I tried cutting the frame out of foam core first, but getting a good cut wasn’t really possible, the cut edges were ragged even with a new xacto blade. I tried a mat cutter, but the dimensions were too small. On top of that the edges are white and ugly, so I would have to cover them with paper. So I tried covering the foam core with a paper that matched my cover paper. But when I looked inside the window, I could see the paper, however obliquely, and I didn’t like that either.

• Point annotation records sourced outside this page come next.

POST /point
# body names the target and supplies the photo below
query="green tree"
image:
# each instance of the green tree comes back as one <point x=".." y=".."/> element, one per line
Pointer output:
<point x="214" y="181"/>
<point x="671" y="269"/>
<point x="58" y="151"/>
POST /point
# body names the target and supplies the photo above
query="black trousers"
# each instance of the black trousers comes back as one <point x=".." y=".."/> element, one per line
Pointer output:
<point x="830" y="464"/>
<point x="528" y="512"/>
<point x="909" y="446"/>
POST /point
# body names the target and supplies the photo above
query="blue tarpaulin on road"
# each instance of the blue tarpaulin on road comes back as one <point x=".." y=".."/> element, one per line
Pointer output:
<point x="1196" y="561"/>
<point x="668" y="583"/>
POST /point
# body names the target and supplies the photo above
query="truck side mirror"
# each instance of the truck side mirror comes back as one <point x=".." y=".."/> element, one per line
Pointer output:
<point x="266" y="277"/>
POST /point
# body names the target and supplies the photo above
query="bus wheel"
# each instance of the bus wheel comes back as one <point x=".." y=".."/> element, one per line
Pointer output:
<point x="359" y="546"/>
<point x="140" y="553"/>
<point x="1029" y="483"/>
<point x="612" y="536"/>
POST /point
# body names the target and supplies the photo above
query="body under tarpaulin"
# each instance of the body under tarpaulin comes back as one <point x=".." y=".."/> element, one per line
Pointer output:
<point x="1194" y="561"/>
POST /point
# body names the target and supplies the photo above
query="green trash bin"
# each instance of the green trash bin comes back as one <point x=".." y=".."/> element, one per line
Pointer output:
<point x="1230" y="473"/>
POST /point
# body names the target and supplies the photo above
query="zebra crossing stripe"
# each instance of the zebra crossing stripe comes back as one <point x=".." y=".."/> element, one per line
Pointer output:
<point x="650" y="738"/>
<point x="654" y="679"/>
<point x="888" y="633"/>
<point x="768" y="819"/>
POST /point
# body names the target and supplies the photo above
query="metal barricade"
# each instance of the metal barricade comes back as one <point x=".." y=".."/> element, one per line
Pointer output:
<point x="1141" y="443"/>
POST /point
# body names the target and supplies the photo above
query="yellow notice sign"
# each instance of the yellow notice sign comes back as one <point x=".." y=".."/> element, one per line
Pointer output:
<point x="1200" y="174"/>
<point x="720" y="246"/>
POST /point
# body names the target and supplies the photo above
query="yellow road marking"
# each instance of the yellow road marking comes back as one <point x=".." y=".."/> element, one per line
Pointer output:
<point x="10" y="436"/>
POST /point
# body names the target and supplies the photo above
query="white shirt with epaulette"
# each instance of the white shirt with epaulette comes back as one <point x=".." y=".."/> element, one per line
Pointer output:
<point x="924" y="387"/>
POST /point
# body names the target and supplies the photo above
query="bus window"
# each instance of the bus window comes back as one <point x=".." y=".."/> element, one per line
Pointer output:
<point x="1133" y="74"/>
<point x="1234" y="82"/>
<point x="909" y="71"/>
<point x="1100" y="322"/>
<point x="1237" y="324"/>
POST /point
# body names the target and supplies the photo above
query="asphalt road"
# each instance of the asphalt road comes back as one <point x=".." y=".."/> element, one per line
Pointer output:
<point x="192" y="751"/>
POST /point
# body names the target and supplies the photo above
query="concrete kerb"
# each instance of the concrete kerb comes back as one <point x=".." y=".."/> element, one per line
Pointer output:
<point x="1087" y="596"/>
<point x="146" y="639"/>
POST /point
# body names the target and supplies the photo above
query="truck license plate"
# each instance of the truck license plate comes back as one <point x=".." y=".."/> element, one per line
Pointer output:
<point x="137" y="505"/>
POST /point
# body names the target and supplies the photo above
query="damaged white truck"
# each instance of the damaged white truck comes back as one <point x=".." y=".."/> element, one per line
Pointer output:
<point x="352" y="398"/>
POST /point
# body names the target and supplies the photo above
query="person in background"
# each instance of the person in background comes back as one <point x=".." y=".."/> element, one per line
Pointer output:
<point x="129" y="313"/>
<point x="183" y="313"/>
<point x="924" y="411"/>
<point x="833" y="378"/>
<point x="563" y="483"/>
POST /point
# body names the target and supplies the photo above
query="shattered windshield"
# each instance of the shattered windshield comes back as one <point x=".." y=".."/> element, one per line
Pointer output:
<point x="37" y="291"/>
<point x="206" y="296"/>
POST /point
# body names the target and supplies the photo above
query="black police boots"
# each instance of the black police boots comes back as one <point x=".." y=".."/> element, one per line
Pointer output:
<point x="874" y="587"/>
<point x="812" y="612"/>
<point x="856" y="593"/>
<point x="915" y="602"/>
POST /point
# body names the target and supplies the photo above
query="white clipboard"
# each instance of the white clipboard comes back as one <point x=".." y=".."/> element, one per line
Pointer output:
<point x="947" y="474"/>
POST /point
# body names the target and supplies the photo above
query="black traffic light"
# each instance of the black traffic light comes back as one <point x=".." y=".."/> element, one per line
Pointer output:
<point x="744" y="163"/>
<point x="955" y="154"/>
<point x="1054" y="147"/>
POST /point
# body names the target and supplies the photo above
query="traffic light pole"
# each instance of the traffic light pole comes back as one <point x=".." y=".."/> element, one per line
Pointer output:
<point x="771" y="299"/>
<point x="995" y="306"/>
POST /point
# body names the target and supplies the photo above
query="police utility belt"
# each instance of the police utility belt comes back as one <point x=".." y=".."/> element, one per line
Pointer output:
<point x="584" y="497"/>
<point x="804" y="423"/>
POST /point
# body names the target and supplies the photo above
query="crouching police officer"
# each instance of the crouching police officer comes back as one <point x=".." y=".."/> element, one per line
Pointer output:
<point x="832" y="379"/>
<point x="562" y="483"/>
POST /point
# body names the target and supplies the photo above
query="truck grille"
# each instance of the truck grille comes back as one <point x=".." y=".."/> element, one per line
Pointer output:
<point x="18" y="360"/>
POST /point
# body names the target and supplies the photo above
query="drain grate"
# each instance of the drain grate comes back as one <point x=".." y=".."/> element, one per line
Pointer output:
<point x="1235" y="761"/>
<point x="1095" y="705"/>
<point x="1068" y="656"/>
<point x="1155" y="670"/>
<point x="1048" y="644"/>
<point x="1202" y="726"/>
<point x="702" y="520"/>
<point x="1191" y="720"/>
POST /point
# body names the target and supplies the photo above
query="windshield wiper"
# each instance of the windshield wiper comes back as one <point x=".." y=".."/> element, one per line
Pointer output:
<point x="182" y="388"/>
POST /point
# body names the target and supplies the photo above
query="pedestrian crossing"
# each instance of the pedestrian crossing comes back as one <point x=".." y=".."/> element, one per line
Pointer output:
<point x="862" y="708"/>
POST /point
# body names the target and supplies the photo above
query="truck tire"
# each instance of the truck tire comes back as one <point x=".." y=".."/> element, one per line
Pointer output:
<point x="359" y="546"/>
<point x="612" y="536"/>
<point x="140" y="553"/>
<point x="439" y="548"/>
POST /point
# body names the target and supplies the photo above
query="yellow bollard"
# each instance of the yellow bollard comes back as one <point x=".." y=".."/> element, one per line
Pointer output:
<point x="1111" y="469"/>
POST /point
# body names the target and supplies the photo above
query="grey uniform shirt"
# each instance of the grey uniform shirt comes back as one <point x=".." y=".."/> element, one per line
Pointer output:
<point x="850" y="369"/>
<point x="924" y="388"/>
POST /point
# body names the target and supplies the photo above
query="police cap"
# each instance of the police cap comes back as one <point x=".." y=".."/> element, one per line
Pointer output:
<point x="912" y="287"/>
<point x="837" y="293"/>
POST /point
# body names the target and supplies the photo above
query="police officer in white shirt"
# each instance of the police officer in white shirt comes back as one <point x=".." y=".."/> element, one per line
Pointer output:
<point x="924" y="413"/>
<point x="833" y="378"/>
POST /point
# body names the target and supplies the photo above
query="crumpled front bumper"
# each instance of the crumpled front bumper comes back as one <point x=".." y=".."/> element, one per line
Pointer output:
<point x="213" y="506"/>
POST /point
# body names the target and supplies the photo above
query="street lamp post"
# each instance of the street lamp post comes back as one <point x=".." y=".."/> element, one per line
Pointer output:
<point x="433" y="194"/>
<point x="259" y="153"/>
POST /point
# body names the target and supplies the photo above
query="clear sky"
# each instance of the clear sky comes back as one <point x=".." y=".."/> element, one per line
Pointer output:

I showed my husband what I was doing, and he suggested I try balsa wood, since it comes in 3/16″ square lengths. I bought a length at the hobby store and gave it a try. My idea was to cut pieces, glue them together with super glue to make the frame, and then cover with paper, but leave the inside edges uncovered. The wood is soft and I couldn’t get a clean cut with my xacto knife, so the super glue didn’t adhere. My husband to the rescue again — he suggested I use his band saw, which let me set up a jig to make perfect cuts of the correct length. I’ve made about 10 already (super-glued, covered in paper, with the photo and window frame attached as shown in the photo above), and they’ve all come out quite nicely. Mission accomplished!

Making an Edition, Part 7 — cleanup

All the bookmaking for my new edition is done. I’ve got 25 books to sell and 3 for myself (to display at book fairs and — very importantly — for my bookshelf). They are all numbered and in their slipcases. Next I’ll clean up my studio. Then I’m on to the final step — taking pictures and writing copy for my website and Etsy shop.